Hasil pemilihan sela ternyata menjadi sentimen negatif bagi dolar AS. Pasalnya dengan kehadiran kubu oposisi, akan semakin sulit bagi Trump untuk menggolkan kebijakan stimulus berikutnya.  

Paling mudah adalah nyaris mustahil Trump akan bisa kembali memotong tarif pajak. Partai Demokrat sudah lama menentang hal ini, karena dianggap hanya menguntungkan perusahaan-perusahaan besar dengan konsekuensi pembengkakan defisit anggaran. 

Soal defisit anggaran juga akan menjadi perdebatan. Kerap kali isu batas utang (debt ceiling) menjadi penghambat dalam pengesahan anggaran negara. Keberadaan Partai Demokrat akan membuat Trump sulit menaikkan batas utang terlalu tinggi sehingga penerbitan obligasi berpotensi berkurang. 

Potensi penurunan penerbitan obligasi pemerintah AS membuat yield instrumen ini turun. Penurunan yield adalah sinyal bearish bagi dolar AS, karena cuan di pasar obligasi menjadi berkurang sehingga pasar kurang bergairah. Artinya permintaan terhadap dolar AS juga akan berkurang dan nilainya pun melemah. 

Jika pelemahan dolar AS berlanjut, maka rupiah pun berpeluang untuk meneruskan laju positif yang dicapai dalam 2 hari terakhir. Menarik untuk dinanti, apakah rupiah mampu menjadi raja Asia selama 3 hari berturut-turut? 

Namun dolar AS masih punya senjata andalan yaitu rapat komite pengambil keputusan di The Federal Reserve/The Fed yaitu Federal Open Market Committee (FOMC) yang hasilnya akan diumumkan pada 8 November waktu setempat. Pasar memperkirakan Jerome 'Jay' Powell dan kolega masih akan menahan suku bunga acuan di 2-2,25%, dengan probabilitas mencapai 92,8% menurut CME Fedwatch. 

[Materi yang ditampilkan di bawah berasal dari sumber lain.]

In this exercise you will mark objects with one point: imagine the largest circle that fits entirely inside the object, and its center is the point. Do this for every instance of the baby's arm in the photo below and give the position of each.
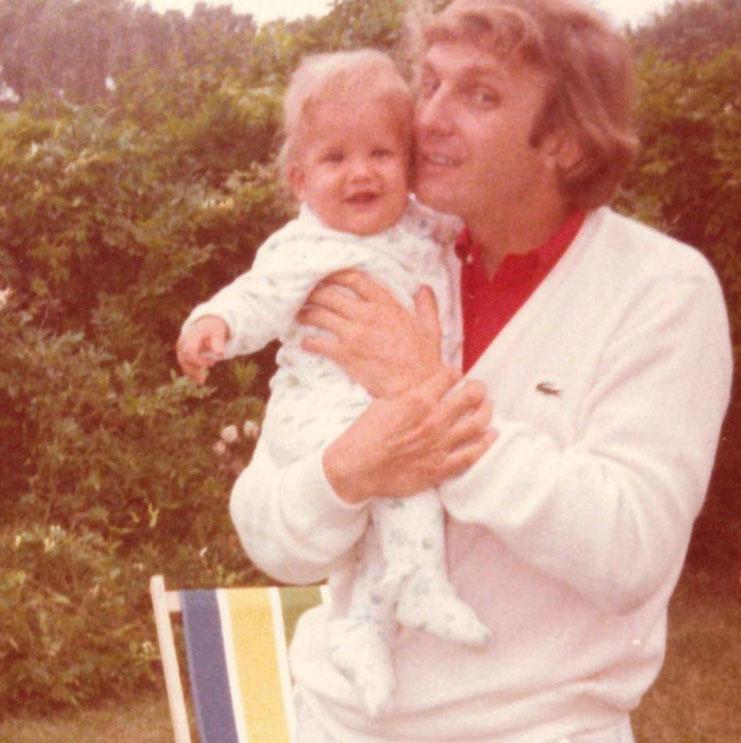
(200, 345)
(261, 304)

Namun, pelaku pasar akan mencari petunjuk soal arah kebijakan moneter AS ke depan. Apabila masih ada sinyal mengenai kenaikan Federal Funds Rate pada Desember, apalagi kalau sinyalnya kian kuat, maka dolar AS bisa bangkit dari keterpurukan. 

Kenaikan suku bunga acuan akan ikut mendongkrak imbalan investasi di AS, terutama untuk instrumen berpendapatan tetap seperti obligasi. Ini akan membuat permintaan terhadap dolar AS akan meningkat dan nilainya menguat. Oleh karena itu, rupiah masih harus ekstra waspada. 


(BERLANJUT KE HALAMAN 4)


Sentimen ketiga adalah harga minyak, yang masih saja terkoreksi. Pada pukul 04:39 WIB, harga minyak jenis brent turun 0,14% sementara light sweet berkurang 0,92%. 

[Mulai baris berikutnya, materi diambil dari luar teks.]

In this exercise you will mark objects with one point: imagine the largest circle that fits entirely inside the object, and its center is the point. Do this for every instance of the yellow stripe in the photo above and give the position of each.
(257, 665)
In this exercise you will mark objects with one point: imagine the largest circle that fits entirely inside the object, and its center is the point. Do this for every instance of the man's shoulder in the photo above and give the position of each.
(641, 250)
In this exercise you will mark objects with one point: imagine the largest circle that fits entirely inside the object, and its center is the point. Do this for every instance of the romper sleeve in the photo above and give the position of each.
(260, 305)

Penyebab penurunan harga si emas hitam adalah kenaikan suplai di AS. US Energy Information Administration (EIA) melaporkan cadangan minyak Negeri Adidaya naik 5,8 juta barel pada pekan lalu. Dua kali lipat dibandingkan ekspektasi pasar yang memperkirakan ada kenaikan 2,4 juta barel. 

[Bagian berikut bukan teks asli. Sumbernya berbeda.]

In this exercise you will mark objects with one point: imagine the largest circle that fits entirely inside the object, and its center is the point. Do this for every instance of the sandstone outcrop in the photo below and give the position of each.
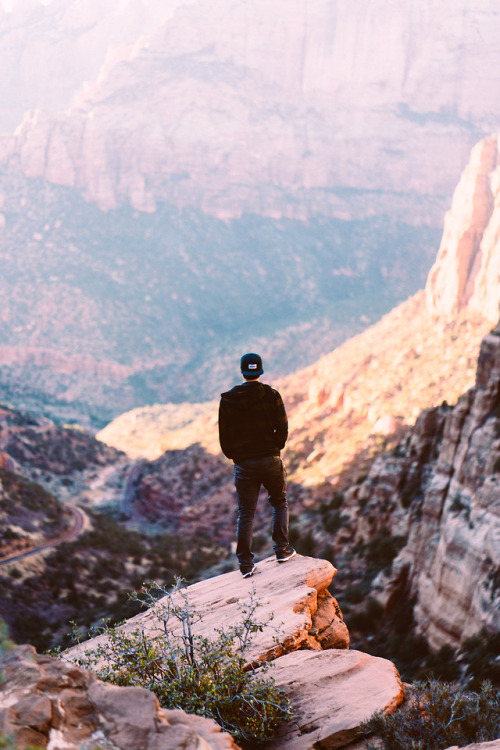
(332, 695)
(47, 702)
(293, 598)
(466, 273)
(307, 642)
(442, 490)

Koreksi harga minyak bisa menjadi sentimen positif bagi rupiah, karena bisa mengurangi beban di neraca migas. Defisit neraca migas kerap kali menjadi biang kerok di neraca perdagangan dan transaksi berjalan (current account). 

Sentimen keempat, kali ini dari dalam negeri, adalah data cadangan devisa yang positif. Ekspektasi terhadap data ini sudah menjadi salah satu faktor pendorong kinerja pasar keuangan Indonesia.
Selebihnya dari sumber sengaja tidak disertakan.